With regard to the "all things considered" debate, I think it works with and without it. The prose has a stronger punch without it, in my opinion. However, if the effect you're going for is to allow us some insight into the narrator's sense of humor, and let us see her kind of shake her head at herself, I think it works for that purpose. As you've told us this is somewhere down the line in the story, we probably already have a feel for the character's personality, and so "all things considered" may be unnecessary, and possibly overkill, thereby weakening the prose.
You have my analysis. All things considered.
Beautiful, Robin. Fantastic continuation, ril.
I think everything here has to do with dialect - including "all things considered". It's that southern dialect. Sort of an idiomatic phrase.
Hey Rob: I'll echo the lyrical style is nice (as always) in this short passage. You have a terrific, distinctive voice and style. You're likely to run into people who are gonna love it or hate it, as anyone with a strong voice does.
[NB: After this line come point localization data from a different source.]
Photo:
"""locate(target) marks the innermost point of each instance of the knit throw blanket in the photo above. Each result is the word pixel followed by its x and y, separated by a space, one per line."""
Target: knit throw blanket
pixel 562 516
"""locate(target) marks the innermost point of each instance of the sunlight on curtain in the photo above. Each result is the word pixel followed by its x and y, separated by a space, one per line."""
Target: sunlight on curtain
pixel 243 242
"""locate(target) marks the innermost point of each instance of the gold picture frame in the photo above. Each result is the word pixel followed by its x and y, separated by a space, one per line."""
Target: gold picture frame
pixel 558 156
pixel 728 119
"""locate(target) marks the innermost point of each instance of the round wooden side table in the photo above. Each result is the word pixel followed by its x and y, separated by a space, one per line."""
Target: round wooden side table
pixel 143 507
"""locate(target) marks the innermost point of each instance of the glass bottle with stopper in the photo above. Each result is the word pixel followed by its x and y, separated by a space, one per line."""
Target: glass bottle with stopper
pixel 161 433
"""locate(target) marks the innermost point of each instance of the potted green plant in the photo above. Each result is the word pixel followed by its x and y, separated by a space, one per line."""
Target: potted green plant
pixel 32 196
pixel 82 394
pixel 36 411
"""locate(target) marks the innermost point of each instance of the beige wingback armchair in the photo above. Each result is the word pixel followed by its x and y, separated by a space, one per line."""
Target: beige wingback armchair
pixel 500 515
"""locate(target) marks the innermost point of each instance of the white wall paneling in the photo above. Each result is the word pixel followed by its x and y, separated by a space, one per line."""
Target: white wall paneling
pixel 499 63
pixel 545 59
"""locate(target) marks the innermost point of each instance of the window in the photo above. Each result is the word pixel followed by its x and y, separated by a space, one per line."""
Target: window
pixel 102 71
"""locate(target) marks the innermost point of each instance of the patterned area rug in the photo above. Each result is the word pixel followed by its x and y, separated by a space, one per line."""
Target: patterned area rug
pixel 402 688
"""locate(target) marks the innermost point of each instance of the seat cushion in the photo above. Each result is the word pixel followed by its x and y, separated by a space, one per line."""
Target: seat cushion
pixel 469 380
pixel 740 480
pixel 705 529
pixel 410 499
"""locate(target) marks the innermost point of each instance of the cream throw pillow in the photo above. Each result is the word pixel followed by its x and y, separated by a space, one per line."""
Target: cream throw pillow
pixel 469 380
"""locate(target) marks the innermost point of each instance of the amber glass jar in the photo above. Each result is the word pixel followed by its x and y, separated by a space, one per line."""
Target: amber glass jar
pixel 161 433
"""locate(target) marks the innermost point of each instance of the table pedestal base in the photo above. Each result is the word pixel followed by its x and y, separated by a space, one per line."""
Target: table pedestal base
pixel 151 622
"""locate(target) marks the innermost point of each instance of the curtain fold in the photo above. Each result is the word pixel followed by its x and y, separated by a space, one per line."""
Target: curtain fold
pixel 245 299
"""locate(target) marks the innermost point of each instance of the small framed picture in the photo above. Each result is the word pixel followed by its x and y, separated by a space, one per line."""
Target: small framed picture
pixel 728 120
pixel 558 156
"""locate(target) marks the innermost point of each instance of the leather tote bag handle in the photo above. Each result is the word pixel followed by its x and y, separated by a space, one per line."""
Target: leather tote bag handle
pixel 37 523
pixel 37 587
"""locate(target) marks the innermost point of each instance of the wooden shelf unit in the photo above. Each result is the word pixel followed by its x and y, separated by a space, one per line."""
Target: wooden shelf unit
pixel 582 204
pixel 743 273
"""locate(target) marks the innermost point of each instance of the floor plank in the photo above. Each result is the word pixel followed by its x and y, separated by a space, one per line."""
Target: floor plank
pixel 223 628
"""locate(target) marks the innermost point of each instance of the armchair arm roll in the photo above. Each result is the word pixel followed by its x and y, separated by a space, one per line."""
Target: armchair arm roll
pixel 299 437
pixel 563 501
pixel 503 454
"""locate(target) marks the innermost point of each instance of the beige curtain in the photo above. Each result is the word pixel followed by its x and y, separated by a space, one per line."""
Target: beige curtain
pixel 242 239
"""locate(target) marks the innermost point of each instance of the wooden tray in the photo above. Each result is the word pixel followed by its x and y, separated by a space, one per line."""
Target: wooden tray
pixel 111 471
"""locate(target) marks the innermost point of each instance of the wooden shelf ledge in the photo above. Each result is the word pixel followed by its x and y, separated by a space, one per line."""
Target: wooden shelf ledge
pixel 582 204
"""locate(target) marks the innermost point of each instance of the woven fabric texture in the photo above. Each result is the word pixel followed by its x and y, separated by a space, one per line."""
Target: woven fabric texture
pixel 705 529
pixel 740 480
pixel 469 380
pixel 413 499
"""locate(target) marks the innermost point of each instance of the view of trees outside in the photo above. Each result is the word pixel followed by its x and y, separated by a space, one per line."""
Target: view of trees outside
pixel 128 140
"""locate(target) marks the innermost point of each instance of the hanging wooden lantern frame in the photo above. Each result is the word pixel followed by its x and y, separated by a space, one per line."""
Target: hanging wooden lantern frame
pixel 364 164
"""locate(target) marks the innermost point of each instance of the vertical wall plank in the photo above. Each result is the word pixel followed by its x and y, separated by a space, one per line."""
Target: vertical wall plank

Me, I don't mind working a little harder to get the meaning from the convoluted syntax when I know it's only a few paragraphs. Not sure, though, that I would work so hard through 80K words. I heartily appreciate your voice -- you know I do, girlfriend; what a talent simply HAVING a unique voice! -- but the style's just not quite to my personal taste.
Now, I do have a question if this is a chapter opening and the MC -- and presumably the reader -- knows William only by his last name. Will the preceding chapter make it clear that William is a character already introduced by last name. The way this starts, it doesn't "feel" like the MC has any other knowledge of William other than taking a joy ride for reasons unknown down to his house.
You're almost done with your final edit, aren't you? When are we gonna see your query? Time to start finalizing it, you know!
Phoenix has a point. If we know William only as Johnson, maybe it should begin, Johnson had the heebie jeebies.. He always.
Then talk about finding out his first name.
ril's continuation is really frightening.
Yes- this is her sense of humor speaking. That's it.
Sarah- thanks- and you're right - this way of speaking is very Southern, peppered with idiomatic phrases and turns of phrase.
Hi phoenix and EE,
Thanks for the thought about the name issue. I'll go back through the end of the previous chapter, take a look at this opening, and make sure the flow is there on the name.
Thanks for asking about my edit!
It's been quite a slog, but I'm journeying through. I'm just about on schedule - slowed down a bit this past week, then back up to speed.
The goal is - I want it finished by mid-July so it can sit, unlooked at and unloved, until we got to Wales the first of August. I'm taking it with me there, and will read it all the way through.
I really do think reading from another place gives a different perspective.
Jules, you're right - ril's was scary- he's a freaking genius.